You know what I love to watch? Women dancing. No, icky trolls, I don’t mean strippers, though like Missy says, “ain’t no shame, ladies do your thang . . . just make sure you’re ahead of the game.” I’m referring to females claiming ownership of their bodies through dance, which of course includes strippers as much as it presumes Kate Bush. I bet Louise Lecavalier knows what I’m talking about and would probably add that there’s joy to be felt in stretching your body’s physical limits. No doubt Merrill Garbus would chime with a reminder not to forget the importance of forging a communal spirit. Movement creates an index of symbols and guiding a beat with your body can feel very powerful indeed. The other night, at a friend’s wedding reception, I had the pleasure of remembering that with friends. I hope you do too.
This first one is EMA’s “California,” a single off her debut solo record, Past Life Martyred Saints. Erika Anderson’s movements here aren’t strict dance, but they are clearly choreographed for this song, as she’s performed this routine at shows.

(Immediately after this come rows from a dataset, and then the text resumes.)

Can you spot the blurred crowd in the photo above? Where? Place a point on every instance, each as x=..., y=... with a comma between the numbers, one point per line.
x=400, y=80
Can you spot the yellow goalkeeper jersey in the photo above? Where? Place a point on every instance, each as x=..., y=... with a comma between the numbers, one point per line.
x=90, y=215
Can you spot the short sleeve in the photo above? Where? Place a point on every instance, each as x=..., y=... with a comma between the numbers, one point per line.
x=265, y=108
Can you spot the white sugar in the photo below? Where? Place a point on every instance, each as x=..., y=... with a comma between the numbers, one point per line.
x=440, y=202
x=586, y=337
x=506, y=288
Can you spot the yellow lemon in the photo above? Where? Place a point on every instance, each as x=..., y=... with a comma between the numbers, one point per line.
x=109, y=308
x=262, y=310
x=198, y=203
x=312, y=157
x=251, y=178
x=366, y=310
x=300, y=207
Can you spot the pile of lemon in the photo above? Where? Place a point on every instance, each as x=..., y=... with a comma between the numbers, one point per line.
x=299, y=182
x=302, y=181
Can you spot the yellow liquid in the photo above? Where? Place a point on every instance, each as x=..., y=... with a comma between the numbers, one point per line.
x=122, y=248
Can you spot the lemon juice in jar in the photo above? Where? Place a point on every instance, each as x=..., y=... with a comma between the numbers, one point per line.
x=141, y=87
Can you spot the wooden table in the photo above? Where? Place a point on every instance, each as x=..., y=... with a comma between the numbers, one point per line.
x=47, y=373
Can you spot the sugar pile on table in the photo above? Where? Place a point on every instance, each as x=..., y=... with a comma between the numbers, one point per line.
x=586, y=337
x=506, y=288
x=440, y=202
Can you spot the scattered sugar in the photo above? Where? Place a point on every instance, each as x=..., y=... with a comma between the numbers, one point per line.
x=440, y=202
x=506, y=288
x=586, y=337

The second clip is for movement one of Erykah Badu’s “Out My Mind (Just In Time),” which Badu directed. Hopefully it is well-known that I think Badu’s a genius, like how Ellen Willis thought Janis Joplin was a genius. Badu is a master of embodying intangible feelings with her voice and body, as she does here. If her music and image is “difficult” to some (and “crazy” to ableists), it’s only because she’s telling the truth. Kristen at Dear Black Woman, posted this on her Facebook profile and it’s so great I had to jot off an entire post around it. Thank you for making my day, ma’am.
Yoko Ono's 2003 performance of "Cut Piece"; image courtesy of commondreams.org
If you’re a follower of this blog and haven’t gotten a hold of the new issue of Bitch, I heartily recommend it. I also recommend that you get a subscription, something I intend to renew after the holiday season. As luck would have it, the current issue came in the mail just as I was heading to Fort Worth for Thanksgiving, and its theme is all about artists. In it, you will find articles about mediated representations of female artists in television and film, the troubled history of contemporary feminist art, and an indictment of the patriarchal implications of Donald Judd’s artistic take-over of Marfa.
Anne Elizabeth Moore penned quite the invective against Donald Judd's presence in Marfa
While I’d like some more coverage of iconoclastic artists like Kara Walker and an extension of the term “artist” to include women like contemporary dancer Louise Lecavalier, I recognize that the good people at Bitch only have so much negative space to fill and loved the issue all the same. It was just the thing to read while running on the elliptical machine in the guest room when in need of some solitary quality time. I am an only child, after all.
I saw Kara Walker's My Complement, My Enemy, My Oppressor, My Love exhibit at the Modern Art Museum of Fort Worth two summers ago and it blew my mind; image courtesy of blackhistorymonths.files.wordpress.com
One person I’m really glad Bitch focused on is Yoko Ono. By having 20 female artists contribute their words and feelings about this great woman, Ellen Papazian helps shatter the myth of rock’s dragon lady widow and considers her influence as an artist, musician, Japanese immigrant, feminist, mother, wife, and woman. Importantly, these women also challenge the notion that Ono’s cultural position as feminist conceptual artist was trite and instead suggest ways in which it was revolutionary and brave. Let’s think about this when we look at works like “Cut Piece,” wherein Ono invites audience members to cut off pieces of her clothes and hair — sometimes to dangerous effect at the hands of misogynistic participants — or “Y E S,” which is comprised of a ladder, a magnifying glass, and three affirmative letters scrawled on a board overhead.
Another lady I’d like to shine a light on, especially since she wasn’t featured in Bitch‘s Art/See issue is composer and fellow Houstonian Pauline Oliveros.
Pauline Oliveros with her accordian; image courtesy of paulineoliveros.us
I’m in the process of putting together a couple of entries for an encyclopedia for American women in popular culture. I’ve sent off two, but am stalling on an overview of female composers because, frankly, beyond Ms. Oliveros, Libby Larsen, and film scorers like Wendy Carlos and Shirley Walker, I actually don’t know too many myself and was hoping to use this assignment as an opportunity to broaden my own understanding. A Pandora guide I inherited from my friend Emily will hopefully expand my own knowledge base, but feel free to throw out American female composers I should discuss. In the mean time, I thought I’d share a piece by Oliveros, an accordian player and pianist who emphasizes the importance of breathing in music-making, cultivates the idea of deep listening in contemporary classical music, and incorporates it into her music for feminist reasons.
Let’s toast these female artists and others who’ve carved spaces for themselves and, as a result, tried to bridge the chasm between subject and spectator, hoping to forge that most feminist of ideals: communal space. Here here! I sip my Lone Star in their honor.